Reading the Timeline Diagram


Now is a good time to begin explaining the red and green arrow/lines above the timeline in these figures. In Figure 1, there is one red and one green arrow. Both begin on 1/01/04 and extend up to the current point in time, which 5/01/04 is in this case. Both are arrows, not lines; and so, as the legend in Figure 3 explains, this means that their respective timelines have no known end point, a situation represented by our use of 12/31/9999 as the end date.

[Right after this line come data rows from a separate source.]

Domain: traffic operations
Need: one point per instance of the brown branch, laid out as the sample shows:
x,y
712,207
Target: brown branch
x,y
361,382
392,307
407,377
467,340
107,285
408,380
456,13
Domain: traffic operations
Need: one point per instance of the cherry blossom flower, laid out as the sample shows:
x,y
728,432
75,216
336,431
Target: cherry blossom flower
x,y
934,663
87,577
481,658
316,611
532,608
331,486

Note the change in these timelines from Figure 1 to Figure 3. In Figure 1, the assertion time period is open, as we shall say. The graphic is an arrow, not a line; and corresponding to it, the end date is 12/31/9999. But in Figure 3, the assertion time period is closed. The graphic is a line, not an arrow; corresponding to it, the end date is not 12/31/9999.


In these diagrams, we reserve the unshaded area directly above the blue rectangles for timeline arrows or lines of versions that have no known assertion end date (i.e., whose end date value is 12/31/9999). As soon as that end date changes, we will move the timeline arrows for that row up to the shaded area. This will make room for the timeline arrows for the row that replaces the no-longer asserted row. Our next column will show what this looks like.


A Bi-Temporal Update in Place


In general, updates in bi-temporal tables are carried out with physical insert transactions. And as we will show next time, this original update will be completed by means of two physical inserts. However, something needed to be done to row 1 to move it into past assertion time. Until this update transaction began, row 1 had an assertion end date of 12/31/9999, and it now has an assertion end date of 5/01/04, indicating that we will no longer claim that this row is correct from this date forward. It is now incorrect because its effective end date is wrong.


Updates in place overwrite the data they update. However, we have not lost the information that this row originally had an assertion end date of 12/31/9999. The reason is that no row can be physically added to an asserted version table with any assertion end date other than 12/31/9999. The internal mechanisms which translate original into temporal transactions will guarantee that. Therefore, the assertion end date in row 1, as it exists in Figure 3, tells us two things. It tells us that from 1/01/04 (the assertion begin date) up to (but not including) 5/01/04 this row had an assertion end date of 12/31/9999. It also tells us that, starting on 5/01/04, it will no longer be asserted. Any asserted version with a non-12/31/9999 assertion end date, is one that will be (or was) moved into past assertion time one clock tick prior to that non-12/31/9999 date.


Our original update transaction has begun, but there are further modifications to the database that must occur before the transaction is complete. This first physical update must be part of an atomic transaction. If the next temporal transaction, which is a physical insert, fails, then this physical update to row 1 must be undone. If the second physical insert fails, then both prior physical transactions must be undone. Fortunately, thanks to Jim Gray above all, we know how to do this.


Next time, we will complete this original update against our asserted version policy table. After that, we will apply an original delete transaction to our database. But our readers should not assume that, with an original insert, update and delete transaction completed, there is nothing else of importance to say about asserted versioning in particular, or bi-temporal data in general. On the contrary, at that point we will have just scratched the surface of the complex but powerful semantics.